The Colorado Court of Appeals issued its opinion in Allison v. Engel on Thursday, April 6, 2017.
Landowners—Default Judgment—Finality—C.R.C.P. 54(b) —Jurisdiction—Certification.
The parties own adjacent parcels of property and for a number of years have had disagreements about the precise boundaries of their neighboring parcels. The Allisons filed a complaint asserting two trespass claims and a claim for declaratory relief. The Engels filed various counterclaims. Numerous motions were filed, and the district court ultimately certified a default judgment on the counterclaim for unjust enrichment as final under C.R.C.P. 54(b). The Colorado Court of Appeals ordered the parties to file supplemental briefs as to whether the unjust enrichment counterclaim is a separate claim for purposes of C.R.C.P. 54(b) and whether there is no just reason for delay of an appeal pertaining solely to that counterclaim.

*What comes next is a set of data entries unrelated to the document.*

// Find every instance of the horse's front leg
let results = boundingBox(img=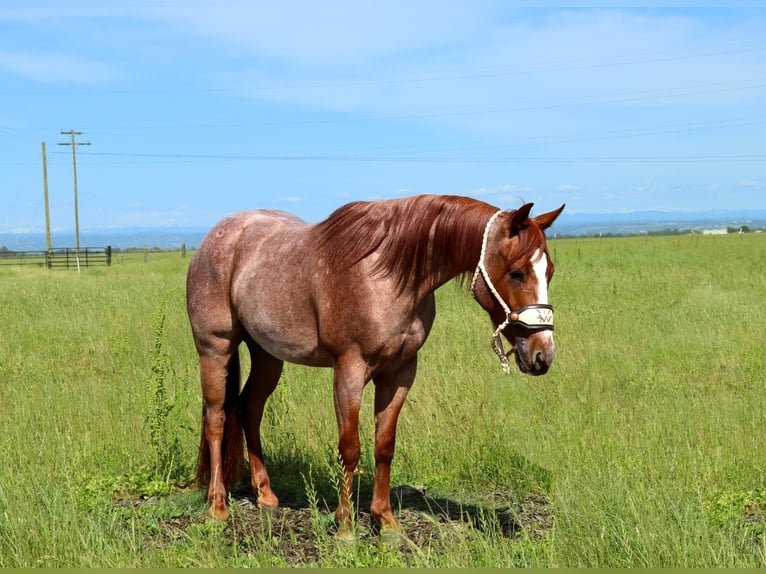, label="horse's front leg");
[333,355,369,537]
[370,356,417,532]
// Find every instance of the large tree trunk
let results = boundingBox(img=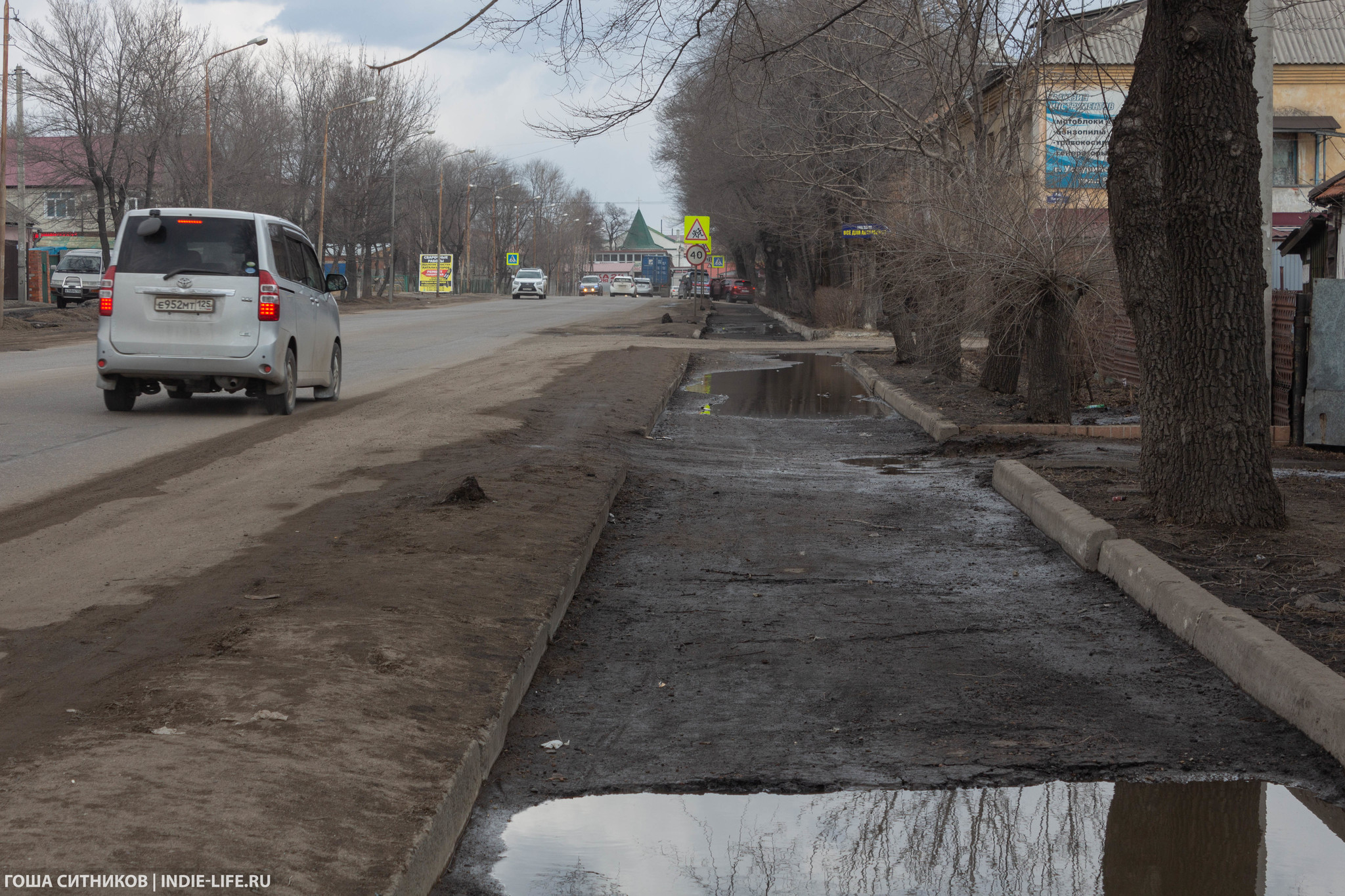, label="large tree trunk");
[1107,0,1285,526]
[981,302,1024,395]
[1026,288,1076,423]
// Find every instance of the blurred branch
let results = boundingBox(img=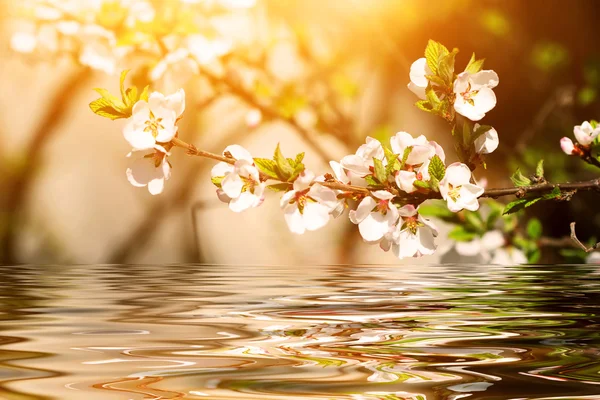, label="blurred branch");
[197,63,334,162]
[571,222,600,253]
[0,68,92,264]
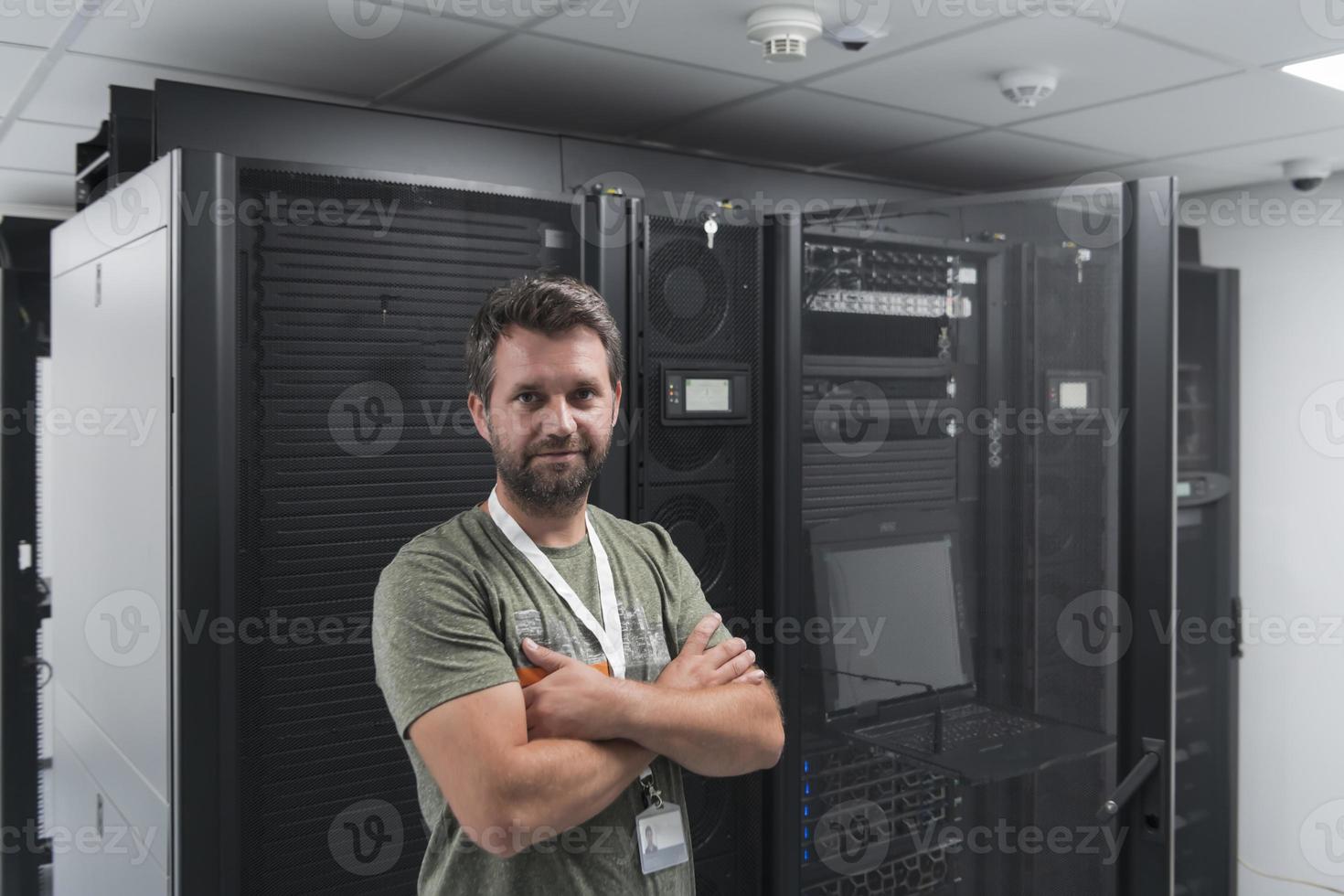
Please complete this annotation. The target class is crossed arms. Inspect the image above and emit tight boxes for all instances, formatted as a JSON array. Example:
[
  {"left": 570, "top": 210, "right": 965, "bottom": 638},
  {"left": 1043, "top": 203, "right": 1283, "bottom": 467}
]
[{"left": 410, "top": 615, "right": 784, "bottom": 859}]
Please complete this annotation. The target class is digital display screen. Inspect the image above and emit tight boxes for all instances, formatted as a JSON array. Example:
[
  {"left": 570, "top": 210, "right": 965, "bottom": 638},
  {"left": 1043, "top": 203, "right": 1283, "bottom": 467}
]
[
  {"left": 686, "top": 378, "right": 732, "bottom": 414},
  {"left": 820, "top": 539, "right": 972, "bottom": 712},
  {"left": 1059, "top": 383, "right": 1092, "bottom": 411}
]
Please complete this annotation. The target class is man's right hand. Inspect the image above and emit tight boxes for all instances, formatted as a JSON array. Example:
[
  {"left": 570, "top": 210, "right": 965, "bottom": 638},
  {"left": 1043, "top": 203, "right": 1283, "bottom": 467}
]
[{"left": 655, "top": 613, "right": 764, "bottom": 689}]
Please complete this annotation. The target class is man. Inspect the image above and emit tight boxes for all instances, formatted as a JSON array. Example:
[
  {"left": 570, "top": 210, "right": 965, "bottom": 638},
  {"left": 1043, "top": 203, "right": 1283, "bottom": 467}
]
[{"left": 372, "top": 278, "right": 784, "bottom": 896}]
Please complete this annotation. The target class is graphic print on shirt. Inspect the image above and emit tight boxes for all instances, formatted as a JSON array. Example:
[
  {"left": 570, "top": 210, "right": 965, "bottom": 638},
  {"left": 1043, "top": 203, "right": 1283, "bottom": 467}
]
[{"left": 514, "top": 603, "right": 672, "bottom": 688}]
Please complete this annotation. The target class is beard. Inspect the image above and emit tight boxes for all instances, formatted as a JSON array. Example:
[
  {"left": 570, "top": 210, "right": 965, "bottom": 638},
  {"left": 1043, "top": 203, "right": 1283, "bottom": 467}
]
[{"left": 489, "top": 429, "right": 612, "bottom": 516}]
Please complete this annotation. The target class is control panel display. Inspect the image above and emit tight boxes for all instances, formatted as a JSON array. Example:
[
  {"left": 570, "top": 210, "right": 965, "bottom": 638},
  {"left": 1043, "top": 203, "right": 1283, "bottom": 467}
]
[
  {"left": 686, "top": 376, "right": 732, "bottom": 414},
  {"left": 663, "top": 364, "right": 752, "bottom": 426}
]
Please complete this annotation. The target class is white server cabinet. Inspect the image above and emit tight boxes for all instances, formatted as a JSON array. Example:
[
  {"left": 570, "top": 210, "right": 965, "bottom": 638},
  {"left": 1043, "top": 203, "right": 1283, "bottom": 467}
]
[{"left": 43, "top": 155, "right": 176, "bottom": 896}]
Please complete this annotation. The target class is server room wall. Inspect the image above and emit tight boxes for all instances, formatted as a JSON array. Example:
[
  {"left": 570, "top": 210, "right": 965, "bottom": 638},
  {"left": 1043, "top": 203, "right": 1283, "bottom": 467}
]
[
  {"left": 1187, "top": 177, "right": 1344, "bottom": 896},
  {"left": 155, "top": 82, "right": 935, "bottom": 223}
]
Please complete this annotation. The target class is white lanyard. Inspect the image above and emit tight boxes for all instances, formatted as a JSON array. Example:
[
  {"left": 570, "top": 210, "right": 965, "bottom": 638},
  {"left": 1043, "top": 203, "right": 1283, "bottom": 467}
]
[
  {"left": 489, "top": 489, "right": 663, "bottom": 807},
  {"left": 489, "top": 489, "right": 625, "bottom": 678}
]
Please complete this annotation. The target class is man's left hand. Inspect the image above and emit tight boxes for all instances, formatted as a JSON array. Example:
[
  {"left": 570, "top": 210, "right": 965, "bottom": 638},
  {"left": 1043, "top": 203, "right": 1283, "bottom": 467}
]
[{"left": 523, "top": 638, "right": 621, "bottom": 741}]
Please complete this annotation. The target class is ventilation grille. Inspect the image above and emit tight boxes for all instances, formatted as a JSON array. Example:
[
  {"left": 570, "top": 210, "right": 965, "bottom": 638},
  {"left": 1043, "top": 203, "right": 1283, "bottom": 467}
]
[
  {"left": 635, "top": 218, "right": 764, "bottom": 895},
  {"left": 237, "top": 171, "right": 578, "bottom": 896}
]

Generally speaking, the court of appeals has jurisdiction only over appeals from final judgments. Thus, jurisdiction over an appeal from an order the district court has certified as final under Rule 54(b) depends on the correctness of that certification. Here, the district court gave two reasons for concluding that there was no just reason for delay: (1) “avoid[ing] duplicative efforts” and (2) obtaining “a clear sense of direction in terms of the issues to be considered” at trial. The first reason is plainly insufficient to justify certification because the same could be said about any case involving multiple claims or parties as to which a dispositive ruling is entered on one claim, or as to one party, before trial. The second reason is also insufficient to justify certification because it is not a proper function of Rule 54(b) certification to assuage a district court’s doubts about its decision or to provide “guidance” in the resolution of claims. The district court’s reasons do not show that any party will suffer hardship or injustice unless an immediate appeal of the default judgment on the single counterclaim is allowed. The district court abused its discretion, and the court of appeals lacked jurisdiction.
The appeal and cross-appeal were dismissed.
Summary provided courtesy of The Colorado Lawyer.